Result in sex-specific effects.
Interact with fixed genetic components.
Act at least partially via alterations in epigenetic marks which may be irreversible.
The fact that both under- or overnutrition, environmental chemical exposures, and developmental stress have common features in terms of their phenotypic outcomes and in fact are likely to interact to result in increased susceptibility to disease and dysfunction make it imperative to integrate research and conceptual frameworks across these and other aspects of environment. Such integration can provide a more accurate and realistic picture of the effects of altered developmental environment on disease outcomes across the life span. Moreover, populations do not experience these stressors in isolation; low-middle and high-income countries all have problems with under- and overnutrition. Globally, populations also experience exposures to environmental chemicals including endocrine-disrupting chemicals, indoor and outdoor air pollutants, and poor water quality. Lastly, all populations are subject to a variety of stressful situations. Advancing the understanding of the role of early life experience in chronic disease etiology requires an integrated analysis of all aspects of the environment and how they interact together to cause disease.
Complex aspects of exposures are typically not integrated when assessing the role of environment during development in susceptibility to disease across the life span in animal studies, in human studies, or in policy statements. Indeed, the major International Conferences focusing on the role of early life exposures in chronic diseases, such as The DOHaD Society and Prenatal Programming and Toxicity conferences have not fully integrated nutrition, stress, and chemical exposures into their respective conference programs.
It is time to integrate all relevant environmental stressors into an overall program to understand the role of environment in disease and thus in disease prevention.
Common terminology for DOHaD
Over the last 20 years or so, as noted above, there have been several different terms and definitions pertaining to the developmental origins of disease. To foster an integrative approach to studying and understanding the importance and implications of the developmental origins of disease hypothesis it is critical to start with a definition that is comprehensive, inclusive, and accepted by all communities interesting in understanding the importance of environment in developmental plasticity and disease susceptibility. The definition developed and used by the DOHaD Society is the following:
“The Developmental Origins of Health and Disease is a multidisciplinary field that examines how environmental factors acting during the phase of developmental plasticity interact with genotypic variation to change the capacity of the organism to cope with its environment in later life.”
Although much of the focus of DOHaD as developed by this Society was on nutritional insults, this definition uses the more comprehensive wording, “environmental factors.” This allows for consideration of all aspects of the environment, including environmental chemicals and stress.
We propose that the term “DOHaD” should be kept and used whenever research focused on developmental origins of health or disease is discussed regardless of the environmental stressor studied or phase of developmental plasticity studied.

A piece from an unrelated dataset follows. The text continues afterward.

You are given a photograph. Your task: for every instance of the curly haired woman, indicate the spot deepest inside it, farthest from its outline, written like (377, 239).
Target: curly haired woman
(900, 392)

Furthermore, when the term DOHaD is used it should be understood that it pertains to the following:
Development (broadly defined as ranging from preconception, including paternal exposures through childhood and adolescence) is a sensitive time for environmental factors to affect developmental plasticity in either a positive or negative manner.
Disease susceptibility during development can occur without an immediate physical change, such as altered birth weight or body composition, but can occur across the normal population ranges of such variables and result from subtle functional changes in gene expression, including epigenetic changes that lead to altered proteins, cells, and cell locations, which often materialize at a later time in the life course.
A latent period often occurs between the initial environmental influences on development and subsequent manifestation of disease or dysfunction, lasting years to decades in humans.
Environmental factors that can affect developmental plasticity include not only nutrition, stress, and manmade environmental chemical exposures, which are the focus here, but also infections, the microbiome, and drugs.
Diseases can occur at any time across the life span from childhood (eg, asthma, learning disabilities, and childhood cancers) to those that occur during puberty, pregnancy, adulthood, and aging.
Environmental influences during development can be transmitted intergenerationally: multigenerationally (to grandchildren) or transgenerationally (to great grandchildren).
Development is also a time when improved later health can also be promoted; thus, the term DOHaD should also be used to focus attention on improving health across the life span. Although a bad start lasts a lifetime; a good start also lasts a lifetime. Interventions targeted at improving development by reducing stress, improving nutrition, and reducing environmental chemical exposures could have an important effect in reducing vulnerability to diseases.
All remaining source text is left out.